In March, the Sangha Maha Nayaka State Committee, a government-appointed body of senior monks, called for the violence to end. But he refrained from any criticism of the putschists. The committee, set up to regulate the sangha, has been used by the government to suppress the political activities of the monks and is made up of elderly traditional monks who enjoy many privileges.
The 47-member body did not invoke the ultimate moral rebuke against the military – Patam Nikkujjana Kamma, turning alms bowls – although some monks and laity have done so individually. By this injunction, the monks refuse to accept food and other offerings, thus denying the giver any religious merit that would flow from such an act. This form of excommunication is considered to protect Buddhism from threats and is an exception to the rule of non-involvement of monks in secular affairs.
Some scholars believe that the grassroots monastic community in Myanmar may be geared more towards the protection of religion than towards democratic ideals. A historical and symbiotic relationship with kings rather than elected rulers is rooted in Theravada Buddhism, the dominant branch in Southeast Asia.

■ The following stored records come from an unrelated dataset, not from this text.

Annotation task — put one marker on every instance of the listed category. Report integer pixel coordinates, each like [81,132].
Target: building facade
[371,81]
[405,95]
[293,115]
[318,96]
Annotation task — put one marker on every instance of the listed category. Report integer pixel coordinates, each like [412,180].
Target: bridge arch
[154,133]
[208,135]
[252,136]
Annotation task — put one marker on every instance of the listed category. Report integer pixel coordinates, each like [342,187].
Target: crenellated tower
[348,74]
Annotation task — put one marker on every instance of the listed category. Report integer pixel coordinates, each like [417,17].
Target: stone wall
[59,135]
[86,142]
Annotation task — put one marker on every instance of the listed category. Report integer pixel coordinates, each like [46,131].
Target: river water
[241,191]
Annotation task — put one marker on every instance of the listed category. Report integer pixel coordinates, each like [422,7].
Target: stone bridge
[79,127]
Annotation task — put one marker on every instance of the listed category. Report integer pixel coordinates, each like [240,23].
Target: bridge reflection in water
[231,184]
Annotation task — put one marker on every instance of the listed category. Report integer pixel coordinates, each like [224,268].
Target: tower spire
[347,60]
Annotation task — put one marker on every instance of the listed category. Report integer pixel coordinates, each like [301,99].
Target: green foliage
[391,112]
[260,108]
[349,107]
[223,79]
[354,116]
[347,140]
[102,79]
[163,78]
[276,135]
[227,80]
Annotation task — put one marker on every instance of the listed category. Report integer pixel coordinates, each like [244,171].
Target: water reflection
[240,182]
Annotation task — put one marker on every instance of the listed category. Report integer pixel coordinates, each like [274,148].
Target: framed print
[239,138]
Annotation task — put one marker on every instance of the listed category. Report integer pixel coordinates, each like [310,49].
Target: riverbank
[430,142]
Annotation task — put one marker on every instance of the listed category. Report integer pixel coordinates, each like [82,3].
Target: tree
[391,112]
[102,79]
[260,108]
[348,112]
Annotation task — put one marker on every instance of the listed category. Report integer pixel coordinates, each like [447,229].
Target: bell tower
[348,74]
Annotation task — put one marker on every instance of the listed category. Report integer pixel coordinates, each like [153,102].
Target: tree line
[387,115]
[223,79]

“Is there a danger that the monks and their conservative and popular Buddhism will hamper democracy? Fuller asks. “This is why the important messages in the protests come from the younger generation, ‘Generation Z’, who operate across religious cultures, and accept that a genocide against the Rohingya has taken place.”
The monks who have resolutely chosen the pro-democracy camp, many of whom are also members of the younger generation, are as vulnerable and courageous as any protester. If earlier methods are followed, monks are stripped of their robes after being arrested and then referred to only by their lay names. All are at risk of torture, according to opposition activists and some released prisoners.
“We don’t know when the military will kiss us or torture us,” said Agga Wuntha. “We live in fear,” the monk adds, warning that the army’s actions are pushing Myanmar into civil war. He pleads for international support, but a protest sign he carried read: “Don’t ask what the UN or the US will do for us. Ask what you can do for your country. Then do it. as much as you can. This is how we can achieve our goals. “
The military is adept at divide-and-conquer strategies, but Rogers believes there is room for optimism because the coup sparked a vision of a multi-ethnic, multi-religious democratic future for Myanmar, uniting the people. in a “new and perhaps profound way.” . “
The fight against the coup is still in its early stages, and the monks could still emerge as a powerful force, despite their divisions and overall passivity so far. Sylwia Gil, a Polish Buddhist expert, notes that after Cyclone Nargis, which killed more than 90,000 people in 2008, the sangha was the first organized group to step up aid to survivors.